Python highly optimized implementation of Clustering by fast search and find of density peaks(2014)
Its main idea is to find the density (rho) and the minimum realtive distance (delta) of all the isntances. Plotting delta as a function of rho, the plot's outliers are the centroids. Each point is assigned to the centroid of it's nearest neighbour, starting from the points with highest density.
It is well known for requiring almost no hyperparameter optimization, while being time-effiecient and robust in retriving clusters of any shape. However, most of the implementations in python are very slow because they just copy-paste the original MATLAB code of the authors. The fastest require cython.
This implementation requires only numpy and matplotlib, but it performes better than other implementations based on cython. In general, its permormances are more or less similar to sklearn's standard K-Means – expecially with not very large datasets.
Simply add the fastdensitypeaks.py script in yuor project folder.
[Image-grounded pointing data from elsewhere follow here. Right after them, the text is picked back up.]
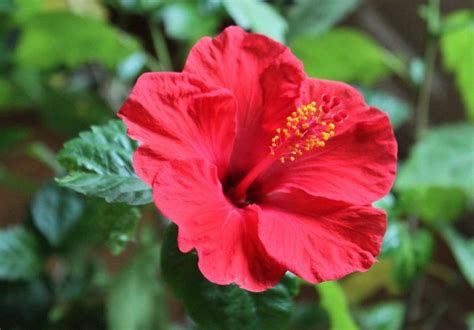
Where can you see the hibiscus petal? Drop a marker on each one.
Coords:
(177, 116)
(319, 239)
(357, 165)
(225, 237)
(265, 78)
Then you can import the algorithm as a standard sklearn class:
from fastdensitypeaks import FastDensityPeaks
from sklearn.datasets import make_moons
x, _ = make_moons(n_samples=2000, noise=0.15, random_state=0)
# Using fit_predict
fdp = FastDensityPeaks(verbose=True, autoassign=True)
labels = fdp.fit_predict(x)
# Using fit
fdp.fit(X)
labels = fdp.labels_
# Using manual assignation
fdp.decision_graph(80, 1.5)
In the standard implementation of the algorithm, the user is required to indicate to the algorithm the cenroids in the rho/delta decision graph. Here this is done using the decision_graph method. Additionaly, with autoassign=True the algorithm find them authomatically.
Refer to the real_datasets and toy_datasets.ipynb for real_datasets.ipynb notebooks for more details
- With verbose=True the decision graph (delta as function of rho) is authomatically displayed during the fit
- With autoassign=True the algorithm retrieves automatically the centroids. This method is a my addition to the original algorithm and it simply retrieves the outliers of the rho/delta decision graph using the z_scores of delta. It's euristich and sometimes can fail.
- The fraction parameter (in the fit method) it is used to retrieve authomatically the cutoff parameter dc. Basically, if we set it to 0.02, the cutoff will be defined so that the average number of neighbours will be the 2% of the data
- The fit_predict method returns the labels of the clusters (authomatically uses the autoassign function)
- Since the algorithm is performed one shot on all the data, a predict method doesn't make sense in this case
- The get_halo function returns the labels with an additional label (-1) for the points that could be referred as noise
Folders:
- datasets:
- toy and real: contain the csvs of the datasets tested in the experiments
- datasets.py: contains the function to load and preprocess the real datasets
- results: contains the tables and the plots produced in the experiments
Python files:
- fastdensitypeak.py: contains the class FastDensityPeaks, that is the implementation of the algorithm in the scikit-learn fashion
Notebooks:
- toy_datasets.ipynb: contains the experiments with the simple little datasets
- real_datasets.ipynb: contains the experiments with the three real datasets
Other:
- requirements.txt: contains the names of the packages required to run algorithm (for running the notebooks scikit-learn and pandas are also required)